If writing hook configurations in JSON isn’t your idea of a good time, the hookify plugin lets you create hooks conversationally. Describe what you want (“block rm -rf outside the project directory”), get a validated configuration file placed in .claude/, active immediately.

By the way, you can be very granular with hooks, to the point of defining particular hooks that only exist inside a given skill or subagent. These hooks only live while the skill or subagent is active, but they let you build precisely targeted gates on the behaviour.

Workflow Systems

Put it together: skills as SOP definitions, hooks as state machines and enforcement layer, subagents for isolated context. Stacked up, this stops looking like “prompting” and starts looking like workflow engineering. The vocabulary changes with it.

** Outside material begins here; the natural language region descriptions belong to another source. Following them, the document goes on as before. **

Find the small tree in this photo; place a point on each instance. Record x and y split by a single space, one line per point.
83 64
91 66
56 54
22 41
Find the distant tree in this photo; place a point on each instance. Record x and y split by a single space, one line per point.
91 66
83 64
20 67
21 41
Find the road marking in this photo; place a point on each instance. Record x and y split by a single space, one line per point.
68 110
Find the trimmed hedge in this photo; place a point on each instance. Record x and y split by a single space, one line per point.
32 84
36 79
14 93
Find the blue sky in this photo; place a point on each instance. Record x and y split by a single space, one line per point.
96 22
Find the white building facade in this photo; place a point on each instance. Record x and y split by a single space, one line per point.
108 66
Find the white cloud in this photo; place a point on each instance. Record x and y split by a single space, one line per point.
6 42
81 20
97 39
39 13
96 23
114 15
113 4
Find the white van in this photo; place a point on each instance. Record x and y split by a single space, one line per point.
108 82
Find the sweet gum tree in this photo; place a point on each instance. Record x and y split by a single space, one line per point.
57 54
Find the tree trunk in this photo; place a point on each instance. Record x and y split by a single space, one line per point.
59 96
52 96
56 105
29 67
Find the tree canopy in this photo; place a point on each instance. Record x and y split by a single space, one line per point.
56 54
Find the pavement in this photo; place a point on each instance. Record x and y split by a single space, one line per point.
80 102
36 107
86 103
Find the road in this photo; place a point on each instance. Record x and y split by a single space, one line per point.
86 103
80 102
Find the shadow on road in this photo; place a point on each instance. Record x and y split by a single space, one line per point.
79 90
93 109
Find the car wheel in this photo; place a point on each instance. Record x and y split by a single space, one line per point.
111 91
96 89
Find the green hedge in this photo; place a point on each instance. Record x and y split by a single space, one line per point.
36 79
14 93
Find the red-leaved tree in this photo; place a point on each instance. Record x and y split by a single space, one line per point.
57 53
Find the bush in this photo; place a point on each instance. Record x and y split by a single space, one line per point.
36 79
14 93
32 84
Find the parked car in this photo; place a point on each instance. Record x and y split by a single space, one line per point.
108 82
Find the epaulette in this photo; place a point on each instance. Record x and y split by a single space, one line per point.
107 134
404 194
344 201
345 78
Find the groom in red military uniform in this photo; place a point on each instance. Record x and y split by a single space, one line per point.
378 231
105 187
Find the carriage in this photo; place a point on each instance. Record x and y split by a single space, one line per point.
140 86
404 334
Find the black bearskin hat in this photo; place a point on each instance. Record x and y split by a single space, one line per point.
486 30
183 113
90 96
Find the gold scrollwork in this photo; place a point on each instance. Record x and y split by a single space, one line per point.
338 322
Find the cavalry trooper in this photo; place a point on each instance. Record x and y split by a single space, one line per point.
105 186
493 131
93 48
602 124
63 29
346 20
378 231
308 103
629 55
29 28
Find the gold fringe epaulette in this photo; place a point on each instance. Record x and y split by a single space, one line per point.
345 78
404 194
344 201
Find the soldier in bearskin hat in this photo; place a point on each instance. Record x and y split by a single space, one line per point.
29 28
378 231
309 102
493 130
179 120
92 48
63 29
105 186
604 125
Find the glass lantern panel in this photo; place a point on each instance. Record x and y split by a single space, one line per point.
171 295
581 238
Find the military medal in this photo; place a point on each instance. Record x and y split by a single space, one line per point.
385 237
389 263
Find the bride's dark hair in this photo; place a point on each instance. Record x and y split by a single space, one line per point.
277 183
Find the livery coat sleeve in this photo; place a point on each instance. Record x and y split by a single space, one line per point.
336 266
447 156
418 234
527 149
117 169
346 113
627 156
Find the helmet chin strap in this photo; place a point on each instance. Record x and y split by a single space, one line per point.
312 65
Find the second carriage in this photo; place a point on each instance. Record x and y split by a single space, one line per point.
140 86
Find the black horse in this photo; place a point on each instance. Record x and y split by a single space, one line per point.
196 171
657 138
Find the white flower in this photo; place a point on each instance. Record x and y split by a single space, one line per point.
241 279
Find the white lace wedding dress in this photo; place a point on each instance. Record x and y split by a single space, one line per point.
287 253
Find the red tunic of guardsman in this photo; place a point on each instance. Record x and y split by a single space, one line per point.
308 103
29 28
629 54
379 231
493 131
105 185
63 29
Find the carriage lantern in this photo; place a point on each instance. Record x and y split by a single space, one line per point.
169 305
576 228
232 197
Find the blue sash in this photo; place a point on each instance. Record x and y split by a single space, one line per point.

Three projects are worth studying because they take the idea seriously. GSD (Get Stuff Done) wraps skills and hooks around a spec-driven development loop. ed3d ships Claude Code plugins as reusable workflow components you can compose. obra’s superpowers treats skills as the unit of reuse and hooks as the enforcement mechanism that keeps the agent on rails. Different framings, same move: codify the workflow once, let the agent execute it every time, instead of rolling the dice on interpretation.

Each workflow you encode is a workflow you never have to explain again. A week of careful skill-writing becomes months of reclaimed attention. Of course, the compounding only happens if the skill triggers. Which is the uncomfortable part of the tdd-guard story: the SOP was fine, the value was real, but the activation layer was doing none of the work.

I’d argue the next phase of skill-building is less about writing more skills and more about writing better activation layers. Better descriptions. Better evals to refine those descriptions. Hooks that survive without being load-bearing. The skills themselves are the easy part now; we know what good looks like. Getting the agent to reach for them, reliably, without a forced-eval hook holding its hand; that is the next step.

Until that lands, the whole game sits in 1,024 characters and the model’s willingness to read them. Write them like it matters. It does.